On the Alexander Google list server group, it turns out that I’ve gotten a reputation for being able to explain things that others find difficult. So I thought that I would explain how I can read something that has lots of confusing or unfamiliar words in it and still get something out of what is being said.
My ability to read came at a late age – seven. My parents prevented me from learning to read early because they guessed that my ability to imagine would not have the time to form and express itself if I learned to read too early. This probably was true – at least in my case. The effect as an adult was that I am still able to use words to explain concepts that are not completely connected to language until I consciously make the connection. Images and feelings I have are able to be expressed in other ways besides words.

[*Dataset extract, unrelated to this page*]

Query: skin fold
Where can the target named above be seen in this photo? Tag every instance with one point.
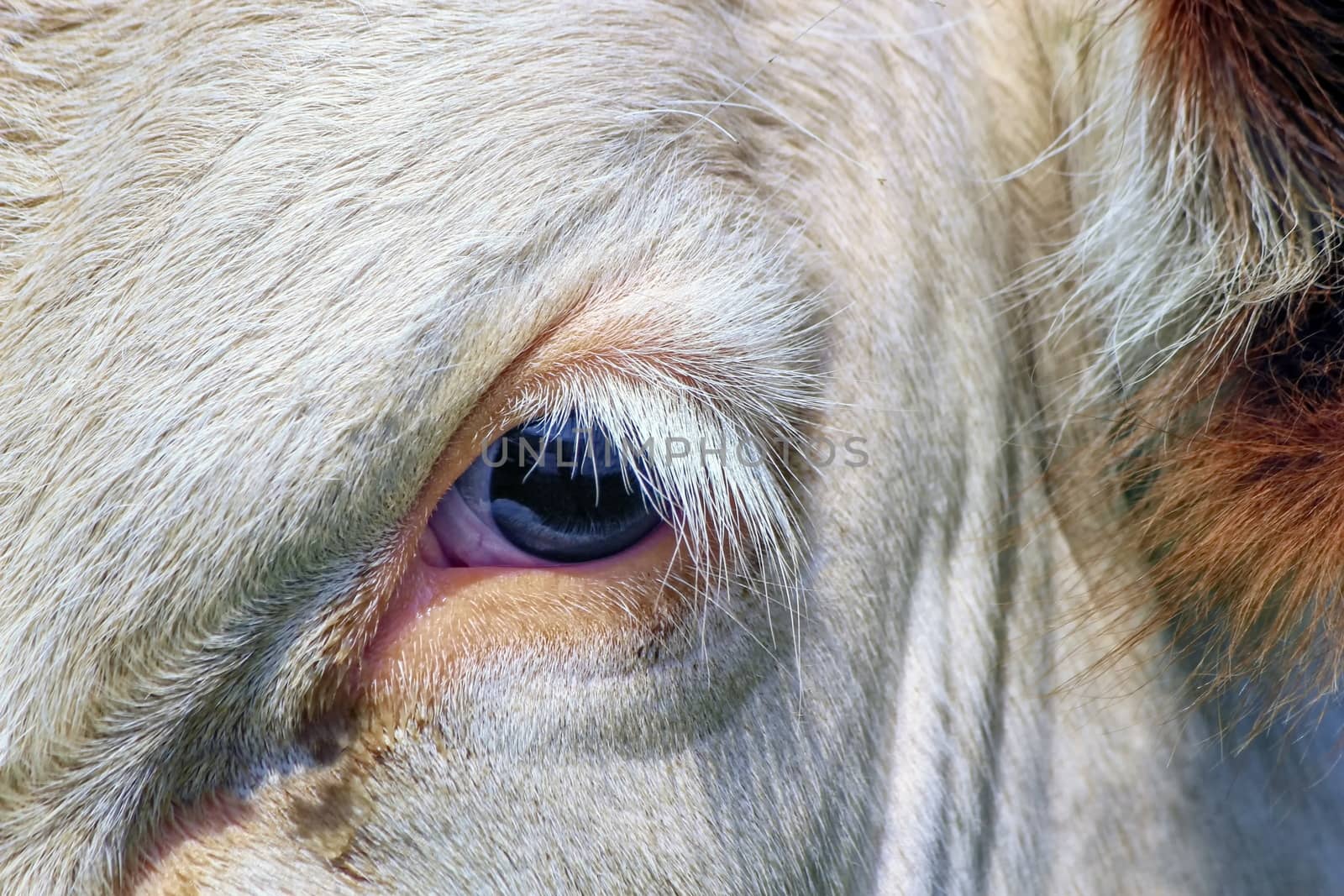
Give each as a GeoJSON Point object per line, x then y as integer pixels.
{"type": "Point", "coordinates": [272, 273]}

So, predictably enough, as soon as I learned to read at seven, I was overly eager to try it out on anything and everything that could be read. I could not get enough of reading. At seven I took it upon myself to be regular fan of Ann Landers, an advice columnist who was published on the same page as the comics. I was also reading the many Tarzan novels, by Edgar Rice Boroughs that were in my brother’s room.
There were many words in these books that I did not understand and had never heard anyone use in speech. So I thought quite a bit about what they probably meant as I skipped over them. I looked at how these mystery words functioned in the sentence and attempted to judge their relative importance. If they were qualifying words, well, that was more important than an adverb or a descriptive word of what was happening in a sequence when I could understand some of the other words. I came to realize and invent interesting ways to find out what a word meant besides just asking someone else or looking it up in the dictionary.
For instance, if the word seemed to be a descriptive word, I tried these words out in normal conversation and looked at how grown up people reacted.
Because of this, when I encounter reading that I’d like to do (such as a paper on the Polyvagal theory,) I fall back on using my old tricks. In practice, one of my actual strategies would be that I would mentally leave a “blank” in the spaces where I’d run into a word(s) that had an unknown meaning. Then once I read the sentence, I’d guess what similar or vague words that I actually knew would suffice to belong in the blank spots. Sometimes I would diagram the sentence to distill it down to its most simplistic forms so I could understand what function the words might have to the meaning.
This strategy works really well when you’re doing something like reading F.M. Alexander’s books. I’ll let Catherine Kettrick, who has a degree in linguistics and is also an Alexander Technique teacher from an Alexander school called the Performance School in Seattle, WA, give an example from her website “study guide” section at http://www.performanceshool.org
To read Alexander’s long sentences with understanding, you have to be willing to go a bit slowly, figure out the subject and verb, see the different clauses and figure out their subjects and verbs, and hold them all in relation to one another til you get to the end of the sentence. To do this, it is helpful to answer the question posed by each clause as you go along. For example, here is the first sentence from the second chapter of The Use of the Self, “Use and Functioning in Relation to Reaction:” “The reader who reviews the experiences that I have tried to set down in the previous chapter will notice that at a certain point in my investigation I came to realize that my reaction to a particular stimulus was constantly the opposite of that which I desired, and that in my search for the cause of this, I discovered that my sensory appreciation (feeling) of the use of my mechanism was so untrustworthy that it led me to react by means of a use of myself which felt right, but was, in fact, too often wrong for my purpose” (p. 39).
Taking this sentence apart we find “The reader (subject) will notice” (verb). What reader you ask? “The reader who reviews the experiences…” What experiences? “…that I have tried to set down in the previous chapter…” So: “The reader who reviews the experiences that I have tried to set down in the previous chapter will notice…” What? “…that at a certain point in my investigation I came to realize…” Realize what? “…that my reaction to a particular stimulus was constantly the opposite of that which I desired…” Here is the end of the first major thought grouping in this paragraph. The “and” is used to mark the division between the two major thoughts in the paragraph. “…and that in my search for the cause of this, I discovered… ” Discovered what? (Here comes the second major thought) “…that my sensory appreciation (feeling) of the use of my mechanisms was so untrustworthy that it led me…” Led me where? “… to react by means of a use of myself which felt right, but…” (Pay attention– “But” signals a contrast–) “…but was, in fact, too often wrong for my purpose.”
Then again, if you don’t really understand a subject that you want to know more about, you can probably search the web and find someone else who will explain it to you in a way that you can understand. If you still don’t understand it, you can probably find a tutorial about it on YouTube.